Selecionador falou nas dificuldades para controlar o flanco direito norte-americano, mas também na falta de sorte em alguns lances para marcar.
"Tivemos alguma infelicidade, como a bola ao poste e depois a recarga do Éder. Agora, temos o último jogo e há que esgotar as poucas possibilidades que temos para seguir em frente no Mundial. Há uma réstia de esperança, em função daquilo que temos de fazer e os Estados Unidos também, mas estamos numa situação complicada, pois não dependemos apenas de nós", afirmou, esta madrugada, Paulo Bento, depois do empate (2-2), em Manaus, de Portugal diante dos Estados Unidos.
"Como é óbvio, o resultado deste jogo não nos coloca fora do Mundial, mas deixa-nos numa situação complicada, face aquilo que temos de fazer e contar ainda com o resultado dos Estados Unidos", referiu o selecionador nacional.

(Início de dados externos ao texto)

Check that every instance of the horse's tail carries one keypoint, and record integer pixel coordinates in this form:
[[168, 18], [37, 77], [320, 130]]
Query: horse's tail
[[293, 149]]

Em relação ao jogo, Paulo Bento comentou:
"O jogo até começou bem, com a obtenção do nosso golo e depois na primeira parte os Estados Unidos não criaram grandes oportunidades, exceto em situações de meia distância. Tivemos alguma dificuldade em controlar o flanco direito dos Estados Unidos, procurando depois alterar esse estado de coisas. Sofremos o golo numa segunda bola, depois de um canto a nosso favor. Depois podíamos ter feito o 2-1, embora antes o adversário também tivesse uma oportunidade para marcar. O 2-2 final resulta do nosso último esforço, mas claro que a situação, agora, é complicada para nós. De qualquer modo, o nosso profissionalismo será a última coisa que queremos perder".